Chapitre XII: Le poète maudit (Partie 4)

6 3 2
                                    


   Tandis que je cogite, l'officier naturellement désigné pour nous mener au salut distribue les taches que nous devrons accomplir dans le plus grand des secrets avant de passer à l'acte. Les douze travaux répartis, il nous indique qu'il se chargera de négocier auprès de ses supérieurs pour nous obtenir un repos pour la journée. Nous nous dispersons alors, vaquant aux occupations qui nous ont été attribuées. Je me charge d'aller me promener aux alentours des cuisines. J'y retrouve notamment une vieille connaissance provenant du même village que moi. Nous discutons un temps, temps que je mets à profit pour bien observer les allés et venus, les accès à la réserve, mais surtout la zone où sont entreposées les denrées les plus durables. Manier la conversation et prêter attention à tous les détails que je grave au fur et à mesure dans ma mémoire s'avère bien plus difficile que ce à quoi je m'attendais. Seulement, ma motivation inaltérable me permet de faire fi de tous les obstacles sur ma route. Du moins je le croyais. J'hésite. Cette clé, il me la faut si je tiens vraiment à subtiliser des vivres sous le doux couvert protecteur de la nuit. Mais il me faudra la dérober. Trahir la confiance de cet homme que j'ai su amadouer ne me pose pas vraiment de problème, ma cause est juste. Mais parviendrai-je à passer inaperçu ? Après tout, cette clé est accrochée derrière son dos, me la rendant inaccessible dans l'immédiat. Et puis, il y a tant de cuistots alentours qui pourraient me surprendre à l'instant où je me déciderai. Que faire ? Cela fait plusieurs fois qu'il s'éloigne, appelé par le devoir, avant de tourner les talons et de revenir vers moi pour poursuivre cette conversation. Il faut que je tente ma chance, que je me crée une opportunité, mais surtout, il me faudra la saisir sans flancher.

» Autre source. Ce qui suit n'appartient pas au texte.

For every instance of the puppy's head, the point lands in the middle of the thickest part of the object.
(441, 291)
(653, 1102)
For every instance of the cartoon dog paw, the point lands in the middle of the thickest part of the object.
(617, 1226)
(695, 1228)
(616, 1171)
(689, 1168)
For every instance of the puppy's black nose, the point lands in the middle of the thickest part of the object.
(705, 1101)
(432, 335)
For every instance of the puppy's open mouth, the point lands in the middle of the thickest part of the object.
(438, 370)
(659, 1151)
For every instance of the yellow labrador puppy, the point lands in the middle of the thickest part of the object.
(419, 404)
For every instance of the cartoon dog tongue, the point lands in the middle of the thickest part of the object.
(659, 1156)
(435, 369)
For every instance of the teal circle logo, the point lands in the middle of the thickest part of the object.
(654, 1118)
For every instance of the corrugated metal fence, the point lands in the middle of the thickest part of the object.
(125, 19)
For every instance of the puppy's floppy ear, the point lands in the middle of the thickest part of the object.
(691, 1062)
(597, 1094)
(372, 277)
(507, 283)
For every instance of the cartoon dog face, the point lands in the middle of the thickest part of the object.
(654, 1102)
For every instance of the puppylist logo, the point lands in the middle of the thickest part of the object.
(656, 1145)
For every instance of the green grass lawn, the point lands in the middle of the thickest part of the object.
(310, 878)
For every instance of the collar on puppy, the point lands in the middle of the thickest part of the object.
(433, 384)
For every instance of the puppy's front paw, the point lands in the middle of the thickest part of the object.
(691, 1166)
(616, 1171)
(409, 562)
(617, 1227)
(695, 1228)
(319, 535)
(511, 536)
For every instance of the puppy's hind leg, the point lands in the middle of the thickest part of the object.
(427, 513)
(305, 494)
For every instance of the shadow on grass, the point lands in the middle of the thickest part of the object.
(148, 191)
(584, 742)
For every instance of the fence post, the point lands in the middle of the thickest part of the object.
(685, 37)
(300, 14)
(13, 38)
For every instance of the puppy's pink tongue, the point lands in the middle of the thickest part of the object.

   Après quelques longues minutes d'affrontement intérieur, je lui demande une pomme. J'ai remarqué qu'elles sont stockées tout au fond de la réserve, ce qui devrait me laisser un certain temps pour agir. Toutefois, il hésite ce qui accélère mon rythme cardiaque et serre mon ventre de cette désagréable sensation due à la peur d'avoir été découvert. Ridicule, j'en conviens. Je sais pourtant qu'il n'est dans ma tête et qu'il ne peut deviner ce que je prépare. C'est pourquoi cette attitude m'étonne d'abord tandis que mon corps continue de réagir avant de me souvenir de ses parents, si strictes, si pieux, tant réputés pour leur éducation sévère parmi les villageois. Je ne sais comment le convaincre quand à ma plus grande surprise, il soupire et tourne les talons, sort une clé similaire à celle qui pend au mur et ouvre la lourde porte de la réserve dans laquelle il s'enfonce aussitôt. Quel idiot je fais. Tout cela aurait été bien vain s'il avait dû utiliser la clé que je m'efforce de ne pas fixer du regard. Sans jeter un seul coup d'œil alentour, je m'approche du mur, m'accole contre la table et laisse traîner ma main derrière moi. Je tâtonne quelque peu, les yeux révulsés comme s'ils cherchaient à apercevoir la clé dans mon dos. Heureusement, nul n'arrive car à coup sûr il se serait interrogé sur cette drôle de posture qui est la mienne. Je saisis enfin le métal froid que je glisse aussitôt dans l'une de mes poches au moment même où je réalise que j'aurais bien mieux fait d'agir sans tenter de déguiser mon geste d'un piètre costume qui n'aurait trompé personne. Mais ce qui est fait est fait, et tout s'est bien déroulé. Je laisse échapper un long soupir tandis que le battement de mon cœur s'apaise enfin. Quand mon compatriote revient avec une pomme et quelques pains pour le déjeuner des soldats, je manque de commettre l'erreur qui aurait tout saboté. Avec chance, je pense in extremis à tendre la main pour saisir la pomme et le remercier avant de prendre congé en prétextant la fatigue de la nuit passée.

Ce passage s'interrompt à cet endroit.